Three years later, a friend and his wife were expecting their first child and their bull, Shorty, needed a new home.
Swinney happily obliged. After all, his first job had been taking care of a barn and training horses when he was 14.
“It was in my blood,” he said. “I stuck with it my whole life.”
Swinney has rode brahma bulls before but said he isn’t skilled at it. Instead, he specializes in raising them to compete in the Professional Bull Riders and American Bucking Bull, Inc. circuits.
It’s a career that Swinney can make a living on — he said a top-48 placer with one bull can earn a minimum of $50,000 per year.
It’s not exactly easy money, though.
“The guys spend eight seconds on the bull and they’re done,” Swinney said. “They’ll tell you the hardest job in the business is a stock contractor.”
He points toward his once-straight metal gate as an example. Swinney said the manufacturer told him it was the strongest one his company could produce, but Shorty has given it a distinct curve by rushing it several times.
At his former residence, neighbors used to yell, “Cowboy Up,” to get Swinney’s attention when Shorty hurdled the fence and wandered through the yard.
Swinney maintains a person must be “loving and adventuresome” to raise bulls.

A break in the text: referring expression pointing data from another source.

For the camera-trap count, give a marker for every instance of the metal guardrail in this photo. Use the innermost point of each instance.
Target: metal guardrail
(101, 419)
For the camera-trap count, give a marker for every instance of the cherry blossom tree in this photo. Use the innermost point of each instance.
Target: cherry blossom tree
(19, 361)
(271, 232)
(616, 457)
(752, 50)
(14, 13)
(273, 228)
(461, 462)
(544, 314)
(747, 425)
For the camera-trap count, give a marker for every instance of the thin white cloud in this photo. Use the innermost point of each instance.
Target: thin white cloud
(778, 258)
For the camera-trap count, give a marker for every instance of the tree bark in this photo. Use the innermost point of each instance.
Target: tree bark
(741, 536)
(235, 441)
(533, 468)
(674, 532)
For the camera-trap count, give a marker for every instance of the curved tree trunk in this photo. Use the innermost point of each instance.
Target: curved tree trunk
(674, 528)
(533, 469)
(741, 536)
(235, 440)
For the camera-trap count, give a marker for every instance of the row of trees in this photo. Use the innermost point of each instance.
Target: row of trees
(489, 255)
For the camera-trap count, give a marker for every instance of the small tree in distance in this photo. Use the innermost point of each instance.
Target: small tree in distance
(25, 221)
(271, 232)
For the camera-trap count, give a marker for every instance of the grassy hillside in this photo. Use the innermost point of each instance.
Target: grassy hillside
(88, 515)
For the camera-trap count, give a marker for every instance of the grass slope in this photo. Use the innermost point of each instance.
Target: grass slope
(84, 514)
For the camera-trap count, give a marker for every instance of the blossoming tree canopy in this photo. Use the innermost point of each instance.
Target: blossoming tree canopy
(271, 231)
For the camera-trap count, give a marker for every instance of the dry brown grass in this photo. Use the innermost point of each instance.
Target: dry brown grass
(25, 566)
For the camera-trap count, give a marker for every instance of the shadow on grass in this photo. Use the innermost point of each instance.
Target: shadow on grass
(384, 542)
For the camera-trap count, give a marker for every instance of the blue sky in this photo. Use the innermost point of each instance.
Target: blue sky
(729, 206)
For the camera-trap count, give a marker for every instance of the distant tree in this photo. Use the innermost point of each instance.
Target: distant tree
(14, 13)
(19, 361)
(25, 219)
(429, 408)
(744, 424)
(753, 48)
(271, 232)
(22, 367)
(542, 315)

“You can’t have an anger-management problem because every once in a while, you’re going to be on the short end of the bull,” he said.
It also is an investment. The 800-pound hay bales he buys at $70 each to feed them last a little more than a week. Swinney also has to keep his beef cattle at a separate ranch from his “professional athletes.”
“If they see you slaughtering a bowline, they’re going to wonder when they’re next,” he said. “They’re smarter than people give them credit for.”
And friendlier, too.
“Most people think bulls are just mean,” he said. “But if you show them love, respect and consideration, they’re just sweethearts.”
That doesn’t mean they aren’t ornery at times. Swinney said Shorty now is eligible to compete in the PBR because he’s 4 years old.
Getting him to those events can be a challenge at times, though. He uses a hose to spray water around his neck to move him to the trailer.
And if the water hits his head, look out.
Shorty has come after Swinney when that’s occurred and “tossed me around for a while.”
The PBR competes at locations throughout the United States, and when Shorty arrives, Swinney expects him to be desirable because full-blooded brahma bulls are rare.
He said he just needs to use a grinder to get Shorty’s horns to regulation length to avoid spearing before he’s ready.
“If you look at PBR, almost all the bulls are crossed with brahma because they have the longer legs, they’re more agile and they have the hump,” Swinney said. “Shorty and his boys can clear a 5-foot fence standing still.”
From a distance — or even inside with the family — Swinney watches and talks to the bulls with a smile. After all, it beats the alternative.
“Instead of going stir crazy, I’m raising my bulls,” he said. “I guess they were destined to come into my life. It’s been a godsend that they’ve come along.”